Ansah looked at the man’s charred uniform, then at the roaring furnace that used to be Caseline Forensics. The fire reflected in his eyes, a twin to the rage building in his chest. Nhyira collapsed onto the gravel, her eyes fixed on her burning kingdom. Her wealth was gone, her lab was a pyre, and her only hope was a digital ghost floating in a cloud that the killers were currently trying to erase from the earth.
Nhyira sat on the damp gravel of the parking lot, her lungs burning and her clothes reeking of high-octane fuel. She clutched her phone with trembling, soot-stained fingers, staring at the screen. The “Upload Complete” notification she prayed for wasn’t there.

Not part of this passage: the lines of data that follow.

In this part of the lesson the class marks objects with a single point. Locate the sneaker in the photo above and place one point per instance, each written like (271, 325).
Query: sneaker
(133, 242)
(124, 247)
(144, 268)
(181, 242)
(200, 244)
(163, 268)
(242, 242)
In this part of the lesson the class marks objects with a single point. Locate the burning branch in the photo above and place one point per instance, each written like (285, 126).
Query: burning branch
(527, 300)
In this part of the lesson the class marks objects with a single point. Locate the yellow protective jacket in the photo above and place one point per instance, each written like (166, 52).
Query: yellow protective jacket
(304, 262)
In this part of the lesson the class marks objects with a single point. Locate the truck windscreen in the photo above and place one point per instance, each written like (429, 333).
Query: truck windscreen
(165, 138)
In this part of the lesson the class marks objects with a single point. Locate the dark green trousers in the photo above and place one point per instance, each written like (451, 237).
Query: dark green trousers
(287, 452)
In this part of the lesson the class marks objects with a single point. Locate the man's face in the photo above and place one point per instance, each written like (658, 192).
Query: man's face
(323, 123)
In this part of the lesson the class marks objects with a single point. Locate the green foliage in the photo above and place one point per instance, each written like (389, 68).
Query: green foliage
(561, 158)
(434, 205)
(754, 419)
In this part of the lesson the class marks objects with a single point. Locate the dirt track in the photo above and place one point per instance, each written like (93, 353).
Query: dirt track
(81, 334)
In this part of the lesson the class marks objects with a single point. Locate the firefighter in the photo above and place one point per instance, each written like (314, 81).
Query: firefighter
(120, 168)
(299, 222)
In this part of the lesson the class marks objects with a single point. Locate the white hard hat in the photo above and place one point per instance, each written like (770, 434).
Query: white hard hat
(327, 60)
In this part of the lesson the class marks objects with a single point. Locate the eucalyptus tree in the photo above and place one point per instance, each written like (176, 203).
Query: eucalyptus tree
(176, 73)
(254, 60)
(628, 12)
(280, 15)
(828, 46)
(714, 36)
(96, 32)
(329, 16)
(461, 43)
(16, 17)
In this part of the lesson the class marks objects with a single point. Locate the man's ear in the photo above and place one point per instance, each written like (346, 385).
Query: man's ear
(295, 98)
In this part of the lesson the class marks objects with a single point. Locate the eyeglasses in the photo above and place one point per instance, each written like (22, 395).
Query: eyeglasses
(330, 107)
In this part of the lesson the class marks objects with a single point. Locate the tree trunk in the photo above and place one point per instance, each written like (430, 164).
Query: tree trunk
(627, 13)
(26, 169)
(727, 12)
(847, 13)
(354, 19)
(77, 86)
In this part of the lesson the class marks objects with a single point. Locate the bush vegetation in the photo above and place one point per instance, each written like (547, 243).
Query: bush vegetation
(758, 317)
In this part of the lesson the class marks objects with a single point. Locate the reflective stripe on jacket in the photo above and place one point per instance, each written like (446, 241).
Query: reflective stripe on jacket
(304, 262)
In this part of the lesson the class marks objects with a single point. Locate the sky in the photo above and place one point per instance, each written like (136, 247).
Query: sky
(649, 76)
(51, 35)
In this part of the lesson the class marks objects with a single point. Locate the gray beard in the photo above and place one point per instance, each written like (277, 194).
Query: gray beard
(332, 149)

Instead, the screen showed a spinning wheel of death, a connection error triggered by the server room’s final, molten collapse.
Behind her, the security man’s body was being draped with a rough tarp by a responding officer. Ansah stood over the body, his face a mask of stone. He didn’t look at the fire anymore; he looked at his phone. A message had just arrived from the police internal system. It was from Brako. “Heard about the unfortunate accident at the lab, Kwame. Tragic loss. Report to my office at 06:00 sharp to discuss the suspension of the Big Tree file. Without the science, we have no case. Go home and rest.”

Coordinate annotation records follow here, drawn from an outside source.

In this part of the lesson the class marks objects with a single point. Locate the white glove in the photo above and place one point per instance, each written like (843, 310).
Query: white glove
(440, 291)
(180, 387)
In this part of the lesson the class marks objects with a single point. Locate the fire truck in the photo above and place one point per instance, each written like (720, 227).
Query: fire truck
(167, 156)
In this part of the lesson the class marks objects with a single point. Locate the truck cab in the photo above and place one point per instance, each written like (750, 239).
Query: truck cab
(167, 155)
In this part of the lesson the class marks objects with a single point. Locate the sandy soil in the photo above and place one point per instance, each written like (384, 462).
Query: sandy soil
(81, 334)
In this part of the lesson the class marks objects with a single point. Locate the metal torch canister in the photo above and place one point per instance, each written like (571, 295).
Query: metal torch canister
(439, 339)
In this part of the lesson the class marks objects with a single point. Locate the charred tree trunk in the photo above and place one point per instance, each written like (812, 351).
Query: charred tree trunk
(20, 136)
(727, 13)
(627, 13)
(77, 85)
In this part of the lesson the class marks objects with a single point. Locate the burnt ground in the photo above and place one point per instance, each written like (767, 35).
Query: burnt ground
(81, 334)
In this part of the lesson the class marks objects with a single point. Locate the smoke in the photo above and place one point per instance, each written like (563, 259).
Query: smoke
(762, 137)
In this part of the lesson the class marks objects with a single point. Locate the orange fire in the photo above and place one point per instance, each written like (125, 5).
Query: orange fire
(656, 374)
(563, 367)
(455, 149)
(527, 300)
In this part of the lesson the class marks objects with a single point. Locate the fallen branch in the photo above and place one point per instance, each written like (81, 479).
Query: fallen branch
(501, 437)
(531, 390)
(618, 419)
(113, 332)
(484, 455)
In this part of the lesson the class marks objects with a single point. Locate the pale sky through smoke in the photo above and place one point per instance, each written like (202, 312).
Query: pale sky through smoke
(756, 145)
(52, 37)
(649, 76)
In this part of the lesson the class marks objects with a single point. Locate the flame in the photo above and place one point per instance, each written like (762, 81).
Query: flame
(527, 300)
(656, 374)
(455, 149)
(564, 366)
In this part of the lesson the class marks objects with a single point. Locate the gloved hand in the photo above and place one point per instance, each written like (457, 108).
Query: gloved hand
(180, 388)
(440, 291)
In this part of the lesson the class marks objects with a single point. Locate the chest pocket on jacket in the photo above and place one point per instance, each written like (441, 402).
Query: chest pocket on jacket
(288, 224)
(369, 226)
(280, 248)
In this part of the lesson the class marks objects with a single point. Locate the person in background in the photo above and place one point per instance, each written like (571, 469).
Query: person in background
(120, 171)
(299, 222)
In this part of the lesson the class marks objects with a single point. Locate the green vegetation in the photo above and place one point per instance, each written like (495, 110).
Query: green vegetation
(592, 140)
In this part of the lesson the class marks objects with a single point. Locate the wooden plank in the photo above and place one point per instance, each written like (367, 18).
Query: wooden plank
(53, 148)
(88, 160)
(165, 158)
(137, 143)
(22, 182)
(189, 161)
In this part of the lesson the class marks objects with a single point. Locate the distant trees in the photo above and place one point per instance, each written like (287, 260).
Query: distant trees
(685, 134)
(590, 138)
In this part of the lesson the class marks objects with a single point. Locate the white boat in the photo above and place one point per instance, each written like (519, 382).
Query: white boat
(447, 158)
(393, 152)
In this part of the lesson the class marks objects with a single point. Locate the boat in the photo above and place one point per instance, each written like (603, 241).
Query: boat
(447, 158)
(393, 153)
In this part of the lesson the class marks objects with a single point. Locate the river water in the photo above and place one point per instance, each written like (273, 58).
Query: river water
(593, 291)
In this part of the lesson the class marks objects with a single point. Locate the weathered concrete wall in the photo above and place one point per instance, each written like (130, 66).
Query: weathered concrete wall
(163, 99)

The word accident felt like a spit in the face. Ansah deleted the message, his hands shaking with a fury that transcended his fear of the Vice President or the loss of his promotion. The monsters were no longer just in the woods; they were sending him condolences from the desk next to his.

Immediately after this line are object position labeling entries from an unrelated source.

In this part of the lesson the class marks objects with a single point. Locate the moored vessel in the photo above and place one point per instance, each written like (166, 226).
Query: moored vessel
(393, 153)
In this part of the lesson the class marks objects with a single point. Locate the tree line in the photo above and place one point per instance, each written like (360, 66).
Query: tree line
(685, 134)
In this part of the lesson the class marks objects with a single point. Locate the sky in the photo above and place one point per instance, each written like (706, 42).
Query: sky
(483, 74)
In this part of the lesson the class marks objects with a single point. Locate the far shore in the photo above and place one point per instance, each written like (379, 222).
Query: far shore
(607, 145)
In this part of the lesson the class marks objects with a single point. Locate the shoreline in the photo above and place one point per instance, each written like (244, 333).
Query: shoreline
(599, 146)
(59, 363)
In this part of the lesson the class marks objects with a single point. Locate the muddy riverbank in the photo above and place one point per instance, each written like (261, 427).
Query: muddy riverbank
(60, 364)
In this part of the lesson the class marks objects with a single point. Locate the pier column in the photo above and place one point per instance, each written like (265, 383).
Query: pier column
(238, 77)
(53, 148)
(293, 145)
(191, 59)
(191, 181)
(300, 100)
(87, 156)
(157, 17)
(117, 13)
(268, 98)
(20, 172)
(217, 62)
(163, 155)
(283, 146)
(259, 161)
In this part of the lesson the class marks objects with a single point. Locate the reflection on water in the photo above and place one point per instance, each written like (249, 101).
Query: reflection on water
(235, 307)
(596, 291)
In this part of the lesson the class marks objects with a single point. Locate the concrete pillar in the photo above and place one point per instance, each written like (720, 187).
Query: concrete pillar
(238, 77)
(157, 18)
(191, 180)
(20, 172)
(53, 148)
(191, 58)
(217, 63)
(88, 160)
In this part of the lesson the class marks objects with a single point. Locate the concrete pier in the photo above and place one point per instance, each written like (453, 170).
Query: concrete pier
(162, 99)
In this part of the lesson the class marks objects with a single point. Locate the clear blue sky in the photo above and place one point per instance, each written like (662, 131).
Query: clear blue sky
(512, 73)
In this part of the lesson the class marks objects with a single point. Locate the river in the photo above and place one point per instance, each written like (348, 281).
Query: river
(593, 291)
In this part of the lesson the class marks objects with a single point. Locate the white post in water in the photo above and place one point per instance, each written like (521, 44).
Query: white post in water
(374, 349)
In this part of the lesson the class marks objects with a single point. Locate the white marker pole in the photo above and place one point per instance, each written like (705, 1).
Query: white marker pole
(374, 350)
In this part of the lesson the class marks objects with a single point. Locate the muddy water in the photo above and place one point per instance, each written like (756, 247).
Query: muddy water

Miles away, the wheels of a Boeing 787 touched down on the tarmac of Kotoka International Airport with a screech that echoed Akyere’s internal scream. During the final moments of the descent, she had looked out the window and seen an orange glow pulsating from the direction of East Legon, a fiery wound in the city’s night skyline.
As the plane taxied toward the modern gate, she turned off airplane mode. Her phone immediately exploded with alerts, frantic messages from her mother’s neighbours and news headlines already scrolling across the bottom of the local sites: Massive Fire at Caseline Forensics; Casualties Feared.
Akyere stood up, her face reflected in the dark window of the cabin. The Ghana she remembered was gone, replaced by the orange glow of a horizon on fire. She didn’t reach for her carry-on; she reached for the notebook where she had written her targets. She ran a thumb over the cold, sterile plastic of the DNA collection kit she had packed in Maryland. Her plan had been simple: reach the hospital, kiss her mother’s forehead, and then take the swab that would link her DNA to the bones in the forest. She had intended to walk into Caseline Forensics with a daughter’s resolve and demand the truth that science owed her.
“I’m here, Mama,” she whispered to the empty air. As she stepped off the jet bridge into the humid air of the terminal, she didn’t smell the tropical salt of the ocean. She smelled smoke. The war for the Big Tree had crossed the Atlantic, and the “Overseer” had no idea that a new hunter had just cleared customs.